背中の誘惑と滑空の慣性と戦っていたせいか、ラグロスの体感的に飛行は一瞬だった。
事実、空に居た時間は一分にも満たない。
短い時間で済むからこそ、セレンが空を飛ぶことに踏み切っていた。
「着地は自分でなさい」
「……え──は?」
流石に人をホールドしたまま着地するのはセレンにも難しく、最悪死なない高度まで降りた彼女があっさりとラグロスを手放す。突然宙に放り出された彼は困惑の声を上げながら地面へ墜落。
なんとか四肢を着くことで殴打を免れる。
着地の衝撃はじんじんと響く痛みとなって彼へ跳ね返っているが、幸か不幸かそれくらいの痛みは慣れっこだった。
「……おい」
「天使に飛ばせてもらったのよ? 文句なんて言う権利があって?」
情けない着地を見せたラグロスとは対照的に、翼をはためせながら優雅に着地したセレンが当たり前のように言ってのける。
(…………役得だとは思ったけどよ、けどよ──)
誰が見ても二度見するであろう彼女の美少女ぶりにはラグロスもとっくに見惚れているし、今の短い飛翔でも、代えがたい経験をさせてもらったと思っている。……絶対口にすることはないが。

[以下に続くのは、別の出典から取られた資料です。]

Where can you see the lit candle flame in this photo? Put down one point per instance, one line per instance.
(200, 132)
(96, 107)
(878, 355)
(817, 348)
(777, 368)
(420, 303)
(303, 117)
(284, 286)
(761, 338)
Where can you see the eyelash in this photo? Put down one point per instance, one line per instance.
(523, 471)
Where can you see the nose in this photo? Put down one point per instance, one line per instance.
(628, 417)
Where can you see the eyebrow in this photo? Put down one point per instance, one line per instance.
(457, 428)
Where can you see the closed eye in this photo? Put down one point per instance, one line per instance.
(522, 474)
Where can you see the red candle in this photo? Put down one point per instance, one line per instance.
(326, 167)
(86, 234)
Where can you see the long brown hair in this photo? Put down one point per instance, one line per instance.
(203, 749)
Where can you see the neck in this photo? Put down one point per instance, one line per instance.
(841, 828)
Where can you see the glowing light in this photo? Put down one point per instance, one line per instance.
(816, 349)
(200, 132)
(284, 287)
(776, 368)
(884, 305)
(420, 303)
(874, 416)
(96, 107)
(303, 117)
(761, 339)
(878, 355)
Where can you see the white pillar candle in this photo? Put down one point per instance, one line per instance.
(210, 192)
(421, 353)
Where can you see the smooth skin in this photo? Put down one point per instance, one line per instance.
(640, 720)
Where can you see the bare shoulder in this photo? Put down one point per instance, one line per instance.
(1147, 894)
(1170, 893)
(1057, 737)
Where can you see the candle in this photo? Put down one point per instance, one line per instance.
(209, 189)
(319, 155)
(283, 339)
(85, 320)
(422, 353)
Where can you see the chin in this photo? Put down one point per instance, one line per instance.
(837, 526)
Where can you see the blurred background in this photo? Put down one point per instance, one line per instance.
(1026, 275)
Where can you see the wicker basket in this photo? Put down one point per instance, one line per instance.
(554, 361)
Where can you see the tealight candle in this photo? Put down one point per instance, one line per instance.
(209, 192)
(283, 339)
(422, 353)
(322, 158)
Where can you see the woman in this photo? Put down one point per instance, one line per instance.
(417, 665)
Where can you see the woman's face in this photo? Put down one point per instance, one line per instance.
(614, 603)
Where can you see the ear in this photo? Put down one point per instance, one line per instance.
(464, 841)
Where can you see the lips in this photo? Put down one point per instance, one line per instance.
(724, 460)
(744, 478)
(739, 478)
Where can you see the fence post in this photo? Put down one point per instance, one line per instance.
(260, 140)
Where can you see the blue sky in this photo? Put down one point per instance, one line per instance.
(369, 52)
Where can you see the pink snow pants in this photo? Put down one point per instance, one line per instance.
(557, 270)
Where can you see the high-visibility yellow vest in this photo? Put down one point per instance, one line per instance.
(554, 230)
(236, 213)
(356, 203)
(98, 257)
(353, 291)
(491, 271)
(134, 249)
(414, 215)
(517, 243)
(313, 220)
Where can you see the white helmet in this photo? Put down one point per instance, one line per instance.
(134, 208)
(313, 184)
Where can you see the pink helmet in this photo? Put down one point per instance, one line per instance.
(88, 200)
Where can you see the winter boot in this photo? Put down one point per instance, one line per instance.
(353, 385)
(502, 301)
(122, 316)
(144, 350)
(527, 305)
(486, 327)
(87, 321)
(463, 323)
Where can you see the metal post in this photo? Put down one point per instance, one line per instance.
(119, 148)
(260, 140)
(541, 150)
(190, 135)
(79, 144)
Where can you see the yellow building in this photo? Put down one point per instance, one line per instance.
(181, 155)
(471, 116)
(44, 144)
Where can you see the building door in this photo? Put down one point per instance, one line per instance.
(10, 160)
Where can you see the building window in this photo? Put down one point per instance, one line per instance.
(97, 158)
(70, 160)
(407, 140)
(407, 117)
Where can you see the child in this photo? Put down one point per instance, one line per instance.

宙にルーンを描いて魔力性の紫ローブを纏いなおしたのを見て、少し名残惜しいと思ってしまった自分を窘めるように頬をぱちぱちと叩いた。
「……はいはい、ありがとうございます天使サマ」
「心がこもってないわ」
言葉こそ不満げだったが、彼女の声色はとても楽し気だった。
ローブこそ着こんでしまったが、フードは被っていないので口を押えて楽し気に笑うセレンの顔が良く見える。
女性経験の少ないラグロスはそれだけでも直視に耐え難い。
「……気のせいだよ」
仮に弁護をするなら、風の踊り子にも女性陣は居る。故に女性経験自体は彼にもある。
ただ、意識をする機会がなかったというのが本質だった。
「そういや、なんでローブを脱ぎ捨てたんだ? あれ、魔力で出来てんだろ?」
「…………」
「おい?」
話を変えようと別の話題を口にするラグロス。その場しのぎではあったが、気になっていたことでもあった。ラグロス自身魔力について詳しい訳ではないが、いわゆる外殻のようなものをわざわざ脱ぎ捨てる必要があるとは思えなかった。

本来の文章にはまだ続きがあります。